Low-carb plant-based diets may lower death risk in type 2 diabetes

Credit: Polina Tankilevitch / Pexels.

Scientists from Harvard University found that low-carb plant-based diets may lower the death risk in people with type 2 diabetes.

Type 2 diabetes is a medical condition where your body has trouble regulating blood sugar levels. People with type 2 diabetes often have to be careful about what they eat and how much they exercise.

A group of researchers recently looked at how a certain type of diet can affect the health and lifespan of people with type 2 diabetes.

The diet they studied is called a low-carbohydrate diet, or LCD for short. As the name suggests, this type of diet focuses on eating fewer carbohydrates and more protein and fat.

To study the effects of LCD on people with type 2 diabetes, the researchers looked at data from two big studies: the Nurses’ Health Study and the Health Professionals Follow-up Study.

They looked at how much energy people got from carbohydrates in their diet and what kinds of carbohydrates they were eating (like vegetables or animals).

The researchers found that people with type 2 diabetes who followed healthy versions of the LCD had lower rates of death overall, as well as lower rates of two serious diseases: heart disease and cancer.

And the more a person followed a healthy LCD after their diabetes diagnosis, the more their risk of dying went down.

But here’s the catch: not all low-carbohydrate diets are created equal. The researchers found that only the healthy versions of the LCD had these positive effects.

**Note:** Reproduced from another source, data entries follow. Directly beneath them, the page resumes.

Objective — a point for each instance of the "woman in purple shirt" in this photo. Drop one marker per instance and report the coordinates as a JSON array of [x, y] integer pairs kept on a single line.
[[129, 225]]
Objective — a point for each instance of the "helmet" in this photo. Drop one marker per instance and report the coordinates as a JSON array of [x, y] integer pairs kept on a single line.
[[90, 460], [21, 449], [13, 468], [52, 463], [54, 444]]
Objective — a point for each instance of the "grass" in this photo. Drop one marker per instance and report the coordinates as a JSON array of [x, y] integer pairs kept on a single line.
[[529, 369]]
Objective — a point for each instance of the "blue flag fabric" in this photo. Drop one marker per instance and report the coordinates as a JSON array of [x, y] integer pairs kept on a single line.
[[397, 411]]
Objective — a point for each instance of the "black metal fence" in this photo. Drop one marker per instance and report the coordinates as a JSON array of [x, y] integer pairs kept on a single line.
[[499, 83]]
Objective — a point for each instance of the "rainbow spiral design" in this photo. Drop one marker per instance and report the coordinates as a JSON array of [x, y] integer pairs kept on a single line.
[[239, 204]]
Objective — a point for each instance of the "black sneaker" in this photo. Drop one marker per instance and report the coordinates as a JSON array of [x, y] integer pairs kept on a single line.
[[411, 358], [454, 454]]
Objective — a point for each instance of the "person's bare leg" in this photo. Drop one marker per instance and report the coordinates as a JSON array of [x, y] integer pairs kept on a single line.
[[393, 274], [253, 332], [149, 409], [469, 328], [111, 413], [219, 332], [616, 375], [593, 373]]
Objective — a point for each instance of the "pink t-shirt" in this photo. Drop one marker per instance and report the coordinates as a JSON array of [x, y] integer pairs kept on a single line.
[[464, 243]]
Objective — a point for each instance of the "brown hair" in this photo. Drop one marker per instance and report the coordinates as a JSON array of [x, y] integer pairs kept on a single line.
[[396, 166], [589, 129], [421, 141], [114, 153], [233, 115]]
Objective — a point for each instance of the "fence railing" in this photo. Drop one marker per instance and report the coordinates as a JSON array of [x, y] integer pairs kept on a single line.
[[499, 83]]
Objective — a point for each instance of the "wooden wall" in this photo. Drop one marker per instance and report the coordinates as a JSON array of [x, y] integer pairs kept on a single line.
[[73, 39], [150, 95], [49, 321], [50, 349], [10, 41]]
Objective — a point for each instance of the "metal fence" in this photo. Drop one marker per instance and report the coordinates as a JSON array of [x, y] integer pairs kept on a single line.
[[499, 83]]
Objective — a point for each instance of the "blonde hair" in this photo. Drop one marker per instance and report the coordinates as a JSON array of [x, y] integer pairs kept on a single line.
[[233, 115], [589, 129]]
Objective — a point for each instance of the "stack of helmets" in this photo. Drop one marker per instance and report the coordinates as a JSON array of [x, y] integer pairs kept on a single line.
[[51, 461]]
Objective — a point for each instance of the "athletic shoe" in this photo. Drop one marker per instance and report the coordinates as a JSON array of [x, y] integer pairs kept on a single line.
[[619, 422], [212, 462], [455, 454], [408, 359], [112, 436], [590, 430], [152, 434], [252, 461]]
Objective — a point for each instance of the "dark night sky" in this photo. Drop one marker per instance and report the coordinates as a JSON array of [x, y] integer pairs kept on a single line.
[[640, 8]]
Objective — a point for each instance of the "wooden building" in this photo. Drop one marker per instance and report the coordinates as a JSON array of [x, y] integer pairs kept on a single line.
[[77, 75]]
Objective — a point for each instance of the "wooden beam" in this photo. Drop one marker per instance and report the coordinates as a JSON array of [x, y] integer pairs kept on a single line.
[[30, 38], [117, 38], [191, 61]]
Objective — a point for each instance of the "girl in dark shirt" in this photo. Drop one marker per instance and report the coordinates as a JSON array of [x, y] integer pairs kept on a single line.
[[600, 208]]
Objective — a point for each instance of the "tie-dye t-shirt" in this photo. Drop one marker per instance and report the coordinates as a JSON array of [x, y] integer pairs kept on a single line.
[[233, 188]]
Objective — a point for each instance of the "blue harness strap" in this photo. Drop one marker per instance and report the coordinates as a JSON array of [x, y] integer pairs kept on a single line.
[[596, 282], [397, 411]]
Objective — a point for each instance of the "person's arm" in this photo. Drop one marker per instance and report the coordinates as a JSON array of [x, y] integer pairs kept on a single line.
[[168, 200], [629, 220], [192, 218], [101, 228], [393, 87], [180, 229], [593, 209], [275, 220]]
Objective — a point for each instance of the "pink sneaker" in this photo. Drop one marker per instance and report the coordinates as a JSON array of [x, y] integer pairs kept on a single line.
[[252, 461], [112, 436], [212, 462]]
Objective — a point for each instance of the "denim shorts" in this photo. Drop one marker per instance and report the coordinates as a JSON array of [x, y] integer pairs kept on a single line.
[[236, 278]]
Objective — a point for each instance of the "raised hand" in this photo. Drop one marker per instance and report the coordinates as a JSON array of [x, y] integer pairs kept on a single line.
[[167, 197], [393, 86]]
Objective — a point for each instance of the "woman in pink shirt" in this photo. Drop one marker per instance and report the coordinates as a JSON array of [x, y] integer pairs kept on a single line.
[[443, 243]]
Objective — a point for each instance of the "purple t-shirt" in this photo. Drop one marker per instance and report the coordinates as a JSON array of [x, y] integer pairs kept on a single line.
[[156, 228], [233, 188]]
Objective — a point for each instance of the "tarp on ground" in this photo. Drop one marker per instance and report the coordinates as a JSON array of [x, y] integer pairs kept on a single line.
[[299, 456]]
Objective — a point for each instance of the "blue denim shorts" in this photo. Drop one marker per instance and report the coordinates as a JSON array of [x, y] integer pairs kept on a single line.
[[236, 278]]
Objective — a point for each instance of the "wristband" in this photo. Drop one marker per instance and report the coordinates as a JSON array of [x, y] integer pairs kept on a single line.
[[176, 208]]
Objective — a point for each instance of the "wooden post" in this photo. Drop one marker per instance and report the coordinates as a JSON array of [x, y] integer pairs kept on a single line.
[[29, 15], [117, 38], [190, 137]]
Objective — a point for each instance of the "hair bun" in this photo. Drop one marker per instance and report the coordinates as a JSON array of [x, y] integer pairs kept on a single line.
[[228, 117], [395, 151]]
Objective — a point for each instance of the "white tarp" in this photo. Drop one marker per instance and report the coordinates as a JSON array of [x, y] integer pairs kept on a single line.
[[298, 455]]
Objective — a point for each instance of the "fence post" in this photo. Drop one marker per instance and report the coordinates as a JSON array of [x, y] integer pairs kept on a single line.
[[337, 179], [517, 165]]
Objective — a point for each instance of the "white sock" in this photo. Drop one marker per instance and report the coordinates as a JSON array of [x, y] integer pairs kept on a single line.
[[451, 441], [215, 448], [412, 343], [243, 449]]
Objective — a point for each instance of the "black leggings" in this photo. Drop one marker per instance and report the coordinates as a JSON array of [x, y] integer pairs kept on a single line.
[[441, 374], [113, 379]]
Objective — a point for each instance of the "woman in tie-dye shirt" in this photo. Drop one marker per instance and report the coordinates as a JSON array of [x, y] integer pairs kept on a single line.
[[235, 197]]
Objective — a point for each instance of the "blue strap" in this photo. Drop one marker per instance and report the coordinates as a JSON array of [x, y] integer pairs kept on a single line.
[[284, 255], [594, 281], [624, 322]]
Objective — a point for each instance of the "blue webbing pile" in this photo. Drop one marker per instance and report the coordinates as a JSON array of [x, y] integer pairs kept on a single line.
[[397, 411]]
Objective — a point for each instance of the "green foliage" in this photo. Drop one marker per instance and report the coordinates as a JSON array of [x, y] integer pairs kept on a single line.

If people followed an unhealthy version of the LCD (one that emphasized unhealthy sources of macronutrients), there wasn’t a significant difference in their mortality rates compared to people who didn’t follow an LCD at all.

Overall, this study shows that for people with type 2 diabetes, following a healthy low-carbohydrate diet can have real benefits for their health and lifespan.

So if you or someone you know has type 2 diabetes, it might be worth talking to a doctor or nutritionist to see if a healthy LCD could be a good option.

The research was published in Diabetes Care and conducted by Yang Hu et al.